Em outras palavras, conquanto seja garantida ao empregador a propriedade dos meios de produção que constituem seu empreendimento, é certo que no exercício desse direito não podem prevalecer "o capricho e o egoísmo" de seu titular que o tornem incompatível com outros direitos da mesma magnitude, previstos e garantidos na Constituição;

- por fim, importa em violação de preceitos ligados aos direitos humanos e à família, que deve receber especial proteção do Estado, eis que "reconhecida como base da sociedade" [14], inclusive impedindo que trabalhadores e trabalhadoras possam desincumbir-se de seus deveres enquanto maridos, mulheres, pais e mães (arts. 226, caput; 227, caput; e 229).

Em reforço ao que até aqui afirmamos, lembramos que o Pacto de São José da Costa Rica, integrado ao nosso ordenamento jurídico (e observado o §2º do art. 5º da CR), possui dispositivos que mantém estreita ligação com os supramencionados dispositivos constitucionais e, como estes, acabam desrespeitados pela imposição aos trabalhadores de jornadas prolongadas, superiores a 10 horas.
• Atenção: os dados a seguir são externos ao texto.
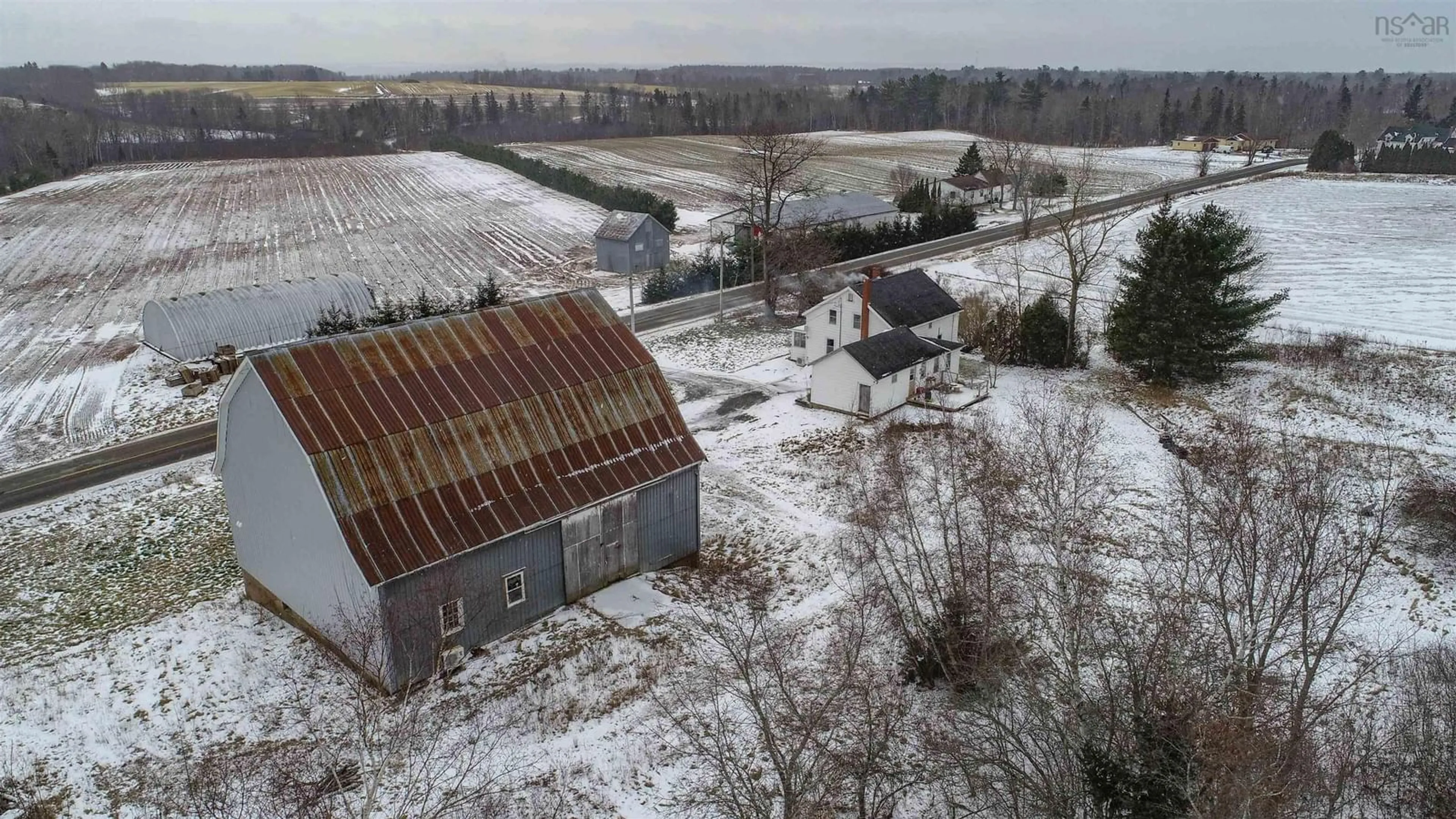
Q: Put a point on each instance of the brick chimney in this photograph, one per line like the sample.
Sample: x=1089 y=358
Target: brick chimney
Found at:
x=871 y=275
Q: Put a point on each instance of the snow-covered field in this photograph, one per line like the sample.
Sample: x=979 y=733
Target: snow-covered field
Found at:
x=79 y=259
x=693 y=171
x=135 y=645
x=1374 y=257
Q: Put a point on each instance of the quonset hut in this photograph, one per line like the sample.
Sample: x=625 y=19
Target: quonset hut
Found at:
x=453 y=479
x=249 y=315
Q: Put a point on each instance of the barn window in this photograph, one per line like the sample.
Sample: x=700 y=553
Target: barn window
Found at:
x=452 y=617
x=516 y=588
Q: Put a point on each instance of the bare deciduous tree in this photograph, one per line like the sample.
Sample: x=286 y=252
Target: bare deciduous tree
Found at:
x=772 y=167
x=1081 y=244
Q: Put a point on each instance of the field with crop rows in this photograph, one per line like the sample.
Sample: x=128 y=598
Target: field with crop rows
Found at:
x=79 y=260
x=693 y=171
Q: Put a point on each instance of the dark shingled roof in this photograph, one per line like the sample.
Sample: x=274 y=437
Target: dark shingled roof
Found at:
x=437 y=436
x=909 y=299
x=896 y=350
x=621 y=225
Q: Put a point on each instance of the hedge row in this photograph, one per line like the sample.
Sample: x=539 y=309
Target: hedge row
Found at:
x=580 y=186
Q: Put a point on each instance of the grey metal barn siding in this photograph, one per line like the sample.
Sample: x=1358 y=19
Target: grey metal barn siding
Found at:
x=667 y=519
x=249 y=315
x=413 y=602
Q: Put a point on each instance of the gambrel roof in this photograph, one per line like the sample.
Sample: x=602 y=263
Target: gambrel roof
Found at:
x=621 y=225
x=909 y=299
x=436 y=436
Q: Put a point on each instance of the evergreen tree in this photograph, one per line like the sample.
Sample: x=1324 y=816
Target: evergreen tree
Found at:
x=1449 y=121
x=1414 y=108
x=1186 y=305
x=1043 y=333
x=1333 y=154
x=972 y=161
x=1346 y=104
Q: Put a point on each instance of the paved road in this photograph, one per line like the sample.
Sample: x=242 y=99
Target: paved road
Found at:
x=94 y=468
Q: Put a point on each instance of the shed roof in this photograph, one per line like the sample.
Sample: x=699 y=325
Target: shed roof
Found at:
x=621 y=225
x=896 y=350
x=249 y=315
x=909 y=299
x=436 y=436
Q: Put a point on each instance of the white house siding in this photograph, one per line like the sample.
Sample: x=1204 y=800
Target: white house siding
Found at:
x=292 y=544
x=835 y=382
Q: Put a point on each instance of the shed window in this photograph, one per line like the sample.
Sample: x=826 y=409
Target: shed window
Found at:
x=452 y=617
x=516 y=588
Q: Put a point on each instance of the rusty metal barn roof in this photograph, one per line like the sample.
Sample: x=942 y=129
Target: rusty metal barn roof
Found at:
x=436 y=436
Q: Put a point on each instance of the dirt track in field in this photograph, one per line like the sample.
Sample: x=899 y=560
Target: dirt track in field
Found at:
x=79 y=260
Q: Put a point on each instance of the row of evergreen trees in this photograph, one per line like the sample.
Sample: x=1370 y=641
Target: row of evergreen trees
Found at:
x=567 y=181
x=937 y=221
x=698 y=275
x=336 y=320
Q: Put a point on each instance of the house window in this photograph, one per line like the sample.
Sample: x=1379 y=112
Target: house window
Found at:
x=516 y=588
x=452 y=617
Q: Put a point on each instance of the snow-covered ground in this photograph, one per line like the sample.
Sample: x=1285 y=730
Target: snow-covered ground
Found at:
x=79 y=259
x=126 y=636
x=1375 y=257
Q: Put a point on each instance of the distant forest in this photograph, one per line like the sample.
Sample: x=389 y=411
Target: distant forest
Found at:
x=55 y=123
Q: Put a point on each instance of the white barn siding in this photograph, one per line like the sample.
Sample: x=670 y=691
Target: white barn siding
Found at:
x=292 y=544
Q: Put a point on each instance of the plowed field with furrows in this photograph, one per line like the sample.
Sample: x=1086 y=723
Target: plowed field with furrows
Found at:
x=79 y=259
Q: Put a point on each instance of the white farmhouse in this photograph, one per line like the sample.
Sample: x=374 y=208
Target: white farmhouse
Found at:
x=983 y=187
x=879 y=373
x=908 y=299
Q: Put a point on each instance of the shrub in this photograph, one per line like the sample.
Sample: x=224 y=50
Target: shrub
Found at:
x=1043 y=333
x=1429 y=508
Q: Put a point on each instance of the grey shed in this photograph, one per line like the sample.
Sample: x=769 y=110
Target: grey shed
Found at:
x=631 y=242
x=249 y=315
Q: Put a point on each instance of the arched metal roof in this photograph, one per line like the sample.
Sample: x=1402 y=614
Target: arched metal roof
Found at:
x=248 y=315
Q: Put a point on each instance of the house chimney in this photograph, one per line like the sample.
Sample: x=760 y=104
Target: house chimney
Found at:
x=871 y=275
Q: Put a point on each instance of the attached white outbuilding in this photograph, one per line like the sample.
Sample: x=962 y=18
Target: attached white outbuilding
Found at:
x=249 y=315
x=879 y=373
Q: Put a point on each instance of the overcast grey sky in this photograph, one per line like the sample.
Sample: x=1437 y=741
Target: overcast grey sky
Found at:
x=391 y=36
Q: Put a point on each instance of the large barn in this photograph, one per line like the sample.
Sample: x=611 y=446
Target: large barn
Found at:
x=455 y=479
x=249 y=315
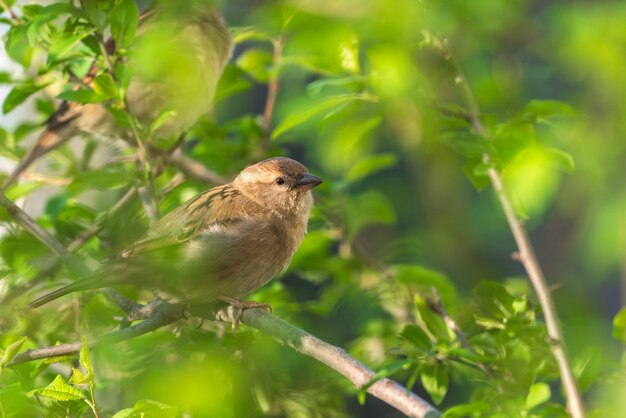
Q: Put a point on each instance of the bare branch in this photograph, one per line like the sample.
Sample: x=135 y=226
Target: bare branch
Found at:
x=160 y=314
x=526 y=253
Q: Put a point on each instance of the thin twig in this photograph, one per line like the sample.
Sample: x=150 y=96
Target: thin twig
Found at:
x=28 y=223
x=273 y=86
x=526 y=252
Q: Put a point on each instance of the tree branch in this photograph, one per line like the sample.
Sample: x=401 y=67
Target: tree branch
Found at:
x=526 y=252
x=161 y=314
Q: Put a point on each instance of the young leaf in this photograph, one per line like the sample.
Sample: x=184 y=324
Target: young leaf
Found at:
x=12 y=351
x=538 y=394
x=148 y=408
x=124 y=19
x=19 y=94
x=387 y=370
x=434 y=378
x=619 y=326
x=325 y=105
x=59 y=390
x=104 y=86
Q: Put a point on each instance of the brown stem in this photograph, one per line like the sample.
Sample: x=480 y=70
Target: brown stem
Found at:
x=526 y=252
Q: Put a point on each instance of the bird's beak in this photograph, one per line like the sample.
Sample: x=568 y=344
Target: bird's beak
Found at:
x=308 y=181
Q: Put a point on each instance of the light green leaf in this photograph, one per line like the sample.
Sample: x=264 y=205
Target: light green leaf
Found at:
x=124 y=19
x=434 y=378
x=19 y=94
x=257 y=63
x=147 y=408
x=104 y=86
x=59 y=390
x=325 y=105
x=11 y=351
x=82 y=96
x=243 y=34
x=385 y=371
x=619 y=326
x=64 y=44
x=538 y=394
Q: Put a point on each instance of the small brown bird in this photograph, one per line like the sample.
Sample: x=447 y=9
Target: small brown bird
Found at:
x=178 y=57
x=221 y=244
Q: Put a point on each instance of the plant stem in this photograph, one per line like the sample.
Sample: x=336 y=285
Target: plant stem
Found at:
x=526 y=252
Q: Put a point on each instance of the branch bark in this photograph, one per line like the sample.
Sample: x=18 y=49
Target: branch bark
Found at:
x=162 y=314
x=527 y=254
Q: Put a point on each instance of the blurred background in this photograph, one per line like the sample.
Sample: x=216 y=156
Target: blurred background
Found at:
x=361 y=88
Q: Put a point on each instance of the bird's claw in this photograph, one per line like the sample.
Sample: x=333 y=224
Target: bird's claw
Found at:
x=240 y=306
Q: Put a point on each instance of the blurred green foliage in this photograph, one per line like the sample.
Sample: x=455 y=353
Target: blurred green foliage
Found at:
x=369 y=98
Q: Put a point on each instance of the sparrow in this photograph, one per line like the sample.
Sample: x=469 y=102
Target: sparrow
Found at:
x=219 y=245
x=178 y=57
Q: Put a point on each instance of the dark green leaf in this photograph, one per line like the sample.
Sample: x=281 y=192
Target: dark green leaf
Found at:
x=369 y=165
x=124 y=19
x=416 y=336
x=434 y=378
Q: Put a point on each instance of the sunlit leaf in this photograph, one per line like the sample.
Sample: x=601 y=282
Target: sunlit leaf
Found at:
x=59 y=390
x=325 y=105
x=124 y=19
x=539 y=393
x=434 y=378
x=11 y=351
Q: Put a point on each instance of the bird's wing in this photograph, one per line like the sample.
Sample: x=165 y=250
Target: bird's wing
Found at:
x=209 y=212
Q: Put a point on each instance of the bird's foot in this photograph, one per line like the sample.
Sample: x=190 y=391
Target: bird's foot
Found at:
x=240 y=306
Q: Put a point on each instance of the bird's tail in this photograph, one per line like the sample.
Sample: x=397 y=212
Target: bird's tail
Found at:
x=84 y=284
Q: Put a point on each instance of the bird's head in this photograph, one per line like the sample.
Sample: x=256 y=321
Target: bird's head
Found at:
x=280 y=184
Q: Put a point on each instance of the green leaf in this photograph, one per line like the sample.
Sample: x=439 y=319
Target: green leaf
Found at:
x=243 y=34
x=541 y=110
x=64 y=44
x=5 y=77
x=385 y=371
x=467 y=144
x=416 y=336
x=11 y=351
x=19 y=94
x=82 y=96
x=124 y=19
x=434 y=378
x=539 y=393
x=93 y=13
x=619 y=326
x=366 y=209
x=147 y=408
x=325 y=105
x=17 y=45
x=104 y=86
x=257 y=63
x=369 y=165
x=59 y=390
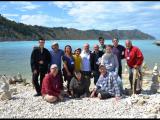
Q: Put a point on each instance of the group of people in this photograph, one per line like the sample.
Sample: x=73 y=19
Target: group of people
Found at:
x=78 y=67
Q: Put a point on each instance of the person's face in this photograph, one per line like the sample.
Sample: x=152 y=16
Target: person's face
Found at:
x=115 y=42
x=108 y=49
x=96 y=48
x=68 y=50
x=101 y=41
x=54 y=71
x=103 y=70
x=41 y=43
x=128 y=44
x=86 y=47
x=77 y=52
x=55 y=47
x=78 y=75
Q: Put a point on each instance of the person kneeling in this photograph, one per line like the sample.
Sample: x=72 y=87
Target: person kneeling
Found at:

Portanto, o inciso XXVI do art. 7º da CR deve ser interpretado com respeito aos princípios acima mencionados. Em outras palavras, o operador do Direito, ao interpretar o dispositivo referido deve considerar os princípios da supremacia da Constituição, da unidade da Constituição, da máxima efetividade e da proporcionalidade ou da razoabilidade, além da natureza imperativa das normas que regulam a duração do trabalho e dos princípios que informam o Direito do Trabalho.

Isso nos permite concluir que os regimes de compensação previstos em acordos coletivos e convenções coletivas devem obedecer à limitação prevista no §2º do art.59 da CLT, bem como, e principalmente, proporcionar a melhoria das condições sociais dos trabalhadores, não lhes sendo possível restringir a eficácia de normas constitucionais.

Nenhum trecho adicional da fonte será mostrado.